Expectation of function of two random variables conditioned on one r.v. of the function itself

301 Views Asked by At

I am trying to understand the following.

We have two jointly distributed discrete random variables $X$ and $Y$. We are trying to use $X$ to predict $Y$. Specifically, let us use decide some function $h(X)$ that we can use to predict $Y$, such that $h(X)$ is optimal.

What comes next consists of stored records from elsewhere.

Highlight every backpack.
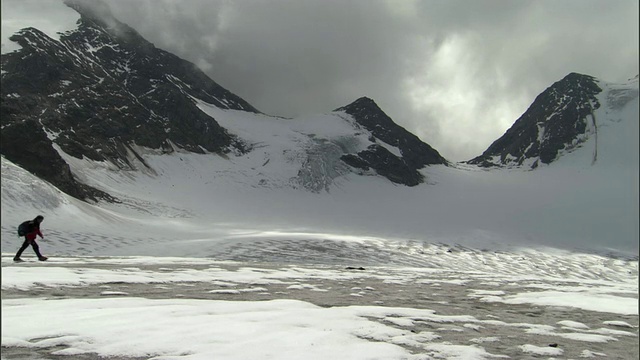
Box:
[18,220,31,236]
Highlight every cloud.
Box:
[3,0,639,161]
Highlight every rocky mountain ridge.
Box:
[468,73,638,169]
[0,1,446,200]
[0,0,637,201]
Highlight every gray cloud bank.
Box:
[3,0,639,161]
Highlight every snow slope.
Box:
[2,79,638,257]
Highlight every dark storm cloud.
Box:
[3,0,638,161]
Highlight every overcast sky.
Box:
[2,0,639,161]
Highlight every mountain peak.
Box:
[334,96,382,112]
[469,72,602,168]
[334,96,448,175]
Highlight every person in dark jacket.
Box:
[13,215,47,262]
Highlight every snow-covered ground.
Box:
[1,41,638,360]
[2,255,638,360]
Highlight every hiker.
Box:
[13,215,47,261]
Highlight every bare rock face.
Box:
[468,73,602,168]
[0,2,257,199]
[335,97,448,186]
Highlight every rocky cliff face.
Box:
[0,2,257,199]
[0,0,447,201]
[469,73,602,168]
[336,97,447,186]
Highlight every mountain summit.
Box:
[0,0,446,200]
[469,73,602,168]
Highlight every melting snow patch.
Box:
[519,344,564,356]
[556,320,589,330]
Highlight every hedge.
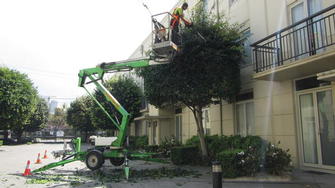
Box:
[171,145,200,165]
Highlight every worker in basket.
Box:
[170,3,192,45]
[152,18,166,44]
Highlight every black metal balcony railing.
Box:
[251,5,335,73]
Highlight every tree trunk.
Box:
[85,130,88,143]
[15,130,23,144]
[192,107,208,159]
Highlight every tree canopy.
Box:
[48,106,67,130]
[24,97,49,132]
[138,8,243,156]
[0,67,37,139]
[66,96,96,139]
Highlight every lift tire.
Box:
[86,150,105,171]
[109,157,124,166]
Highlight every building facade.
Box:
[131,0,335,173]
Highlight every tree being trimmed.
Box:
[138,8,243,158]
[0,67,37,142]
[66,96,96,142]
[90,76,143,130]
[24,97,49,132]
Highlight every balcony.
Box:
[251,5,335,81]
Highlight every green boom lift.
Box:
[32,12,179,178]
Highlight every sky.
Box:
[0,0,177,104]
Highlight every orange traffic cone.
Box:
[35,153,42,164]
[43,150,48,159]
[23,160,31,176]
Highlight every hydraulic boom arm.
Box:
[78,57,162,147]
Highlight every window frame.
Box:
[201,107,211,135]
[235,99,255,136]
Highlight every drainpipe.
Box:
[220,98,223,136]
[216,0,221,21]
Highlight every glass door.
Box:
[298,89,335,167]
[299,93,318,164]
[316,90,335,165]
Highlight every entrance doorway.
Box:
[297,89,335,169]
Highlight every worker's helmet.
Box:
[181,3,188,10]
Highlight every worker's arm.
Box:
[180,16,192,26]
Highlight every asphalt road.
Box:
[0,143,335,188]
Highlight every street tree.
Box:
[48,106,66,131]
[137,7,243,158]
[91,76,143,130]
[0,67,37,141]
[66,96,96,141]
[24,97,49,132]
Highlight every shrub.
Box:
[217,147,260,178]
[171,145,201,165]
[143,145,159,153]
[186,135,262,160]
[217,149,243,178]
[185,136,200,146]
[129,136,149,150]
[265,142,292,175]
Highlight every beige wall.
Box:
[131,0,335,168]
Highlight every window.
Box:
[175,114,182,142]
[241,28,252,66]
[202,108,211,135]
[236,101,255,136]
[228,0,237,7]
[295,76,331,91]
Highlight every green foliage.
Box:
[138,5,243,157]
[265,142,292,175]
[0,67,37,139]
[186,135,263,159]
[90,76,143,130]
[129,136,149,150]
[171,145,201,165]
[66,96,96,132]
[144,137,180,158]
[24,97,49,132]
[217,147,260,178]
[217,149,243,178]
[138,8,242,107]
[49,106,66,129]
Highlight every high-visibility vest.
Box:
[171,8,184,27]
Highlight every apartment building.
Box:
[131,0,335,173]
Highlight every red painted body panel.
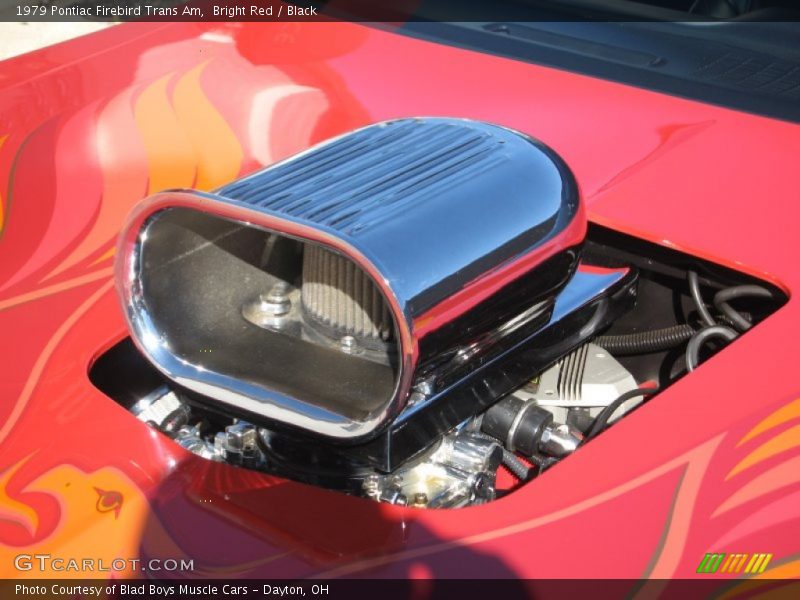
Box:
[0,23,800,578]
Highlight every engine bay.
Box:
[89,119,786,508]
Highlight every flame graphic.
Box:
[0,460,149,578]
[94,487,124,519]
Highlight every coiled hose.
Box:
[714,285,772,331]
[595,324,695,356]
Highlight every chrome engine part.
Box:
[362,431,503,508]
[116,118,636,473]
[116,118,660,508]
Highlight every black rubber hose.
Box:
[503,448,530,481]
[582,387,658,444]
[686,325,738,371]
[594,325,695,356]
[689,271,717,327]
[714,285,772,331]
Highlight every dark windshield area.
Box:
[401,19,800,122]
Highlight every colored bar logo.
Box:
[697,552,772,574]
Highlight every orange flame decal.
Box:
[0,457,39,536]
[94,487,123,519]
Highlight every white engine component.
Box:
[514,343,641,423]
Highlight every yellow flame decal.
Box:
[725,425,800,481]
[173,63,244,190]
[134,75,197,194]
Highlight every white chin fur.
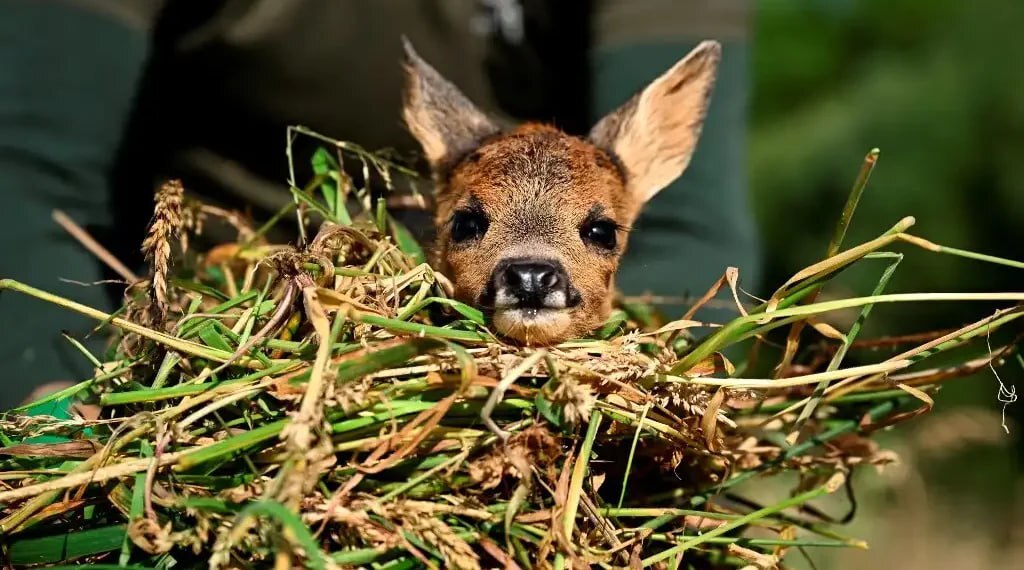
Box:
[494,308,571,344]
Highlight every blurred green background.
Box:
[750,0,1024,568]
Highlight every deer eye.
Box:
[452,210,488,244]
[580,220,617,251]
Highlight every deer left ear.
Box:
[590,41,722,204]
[402,38,500,172]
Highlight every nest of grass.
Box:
[0,130,1024,569]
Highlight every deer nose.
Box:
[494,259,569,308]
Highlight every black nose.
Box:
[494,259,569,307]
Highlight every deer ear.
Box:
[590,41,722,204]
[402,38,500,172]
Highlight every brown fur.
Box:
[403,42,719,345]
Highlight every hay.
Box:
[0,131,1024,568]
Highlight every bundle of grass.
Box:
[0,134,1024,569]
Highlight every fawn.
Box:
[402,40,721,346]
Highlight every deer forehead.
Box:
[449,126,630,218]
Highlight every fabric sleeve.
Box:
[0,0,151,409]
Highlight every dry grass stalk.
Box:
[142,180,184,320]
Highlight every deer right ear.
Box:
[590,41,722,204]
[402,38,501,172]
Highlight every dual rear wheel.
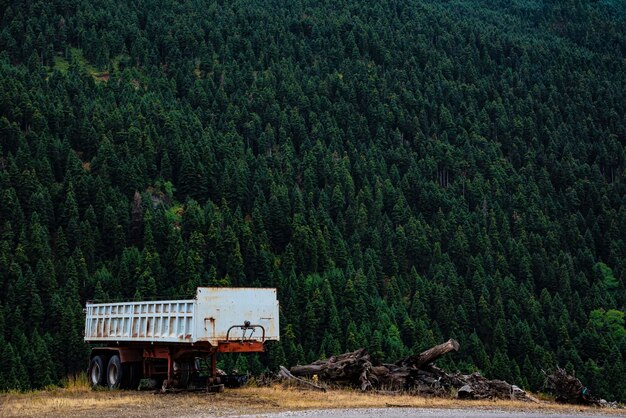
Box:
[89,354,141,389]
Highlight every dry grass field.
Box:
[0,381,626,417]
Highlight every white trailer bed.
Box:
[85,287,279,346]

That is, $h(X)$ minimizes the $\text{MSE}=E\{[Y-h(X)]^2\}$.

Looking at this expectation, I believe to express the expectation as a summation we would have

$$\sum_{x,y} p_{X,Y}(x,y)(y-h(x))^2,$$

where $p_{X,Y}$ is the joint pmf of $X$ and $Y$.

But here is the next step, we have (from the law of total expectation):

$$E\{[Y-h(X)]^2\}=E(E\{[Y-h(X)]^2\mid X\})$$ where we sum the outer expectation with respect to $X$. In realizing that the inner expectation is minimized by setting $h(x)$ equal to $E(Y\mid X=x)$ we realize we can minimize the $\text{MSE}$.

My question is, would it be true that $E(E\{[Y-h(X)]^2\mid X\}) $is equal to the following double sum?

$$\sum_x \sum_y p_{Y\mid X}(y\mid x)p_X(x)(y-h(x))^2.$$

I am trying to expand out the expectation to see mathematically what is going on here. I understand the intuition behind the idea of having $h(x)$ equal to $E(Y\mid X=x)$.

1

There are 1 best solutions below

0
On BEST ANSWER

You can directly get $$\sum_x \sum_y p_{X,Y}(x,y) (y-h(x))^2 = \sum_x p_X(x) \sum_y p_{Y \mid X}(y \mid x) (y - h(x))^2.$$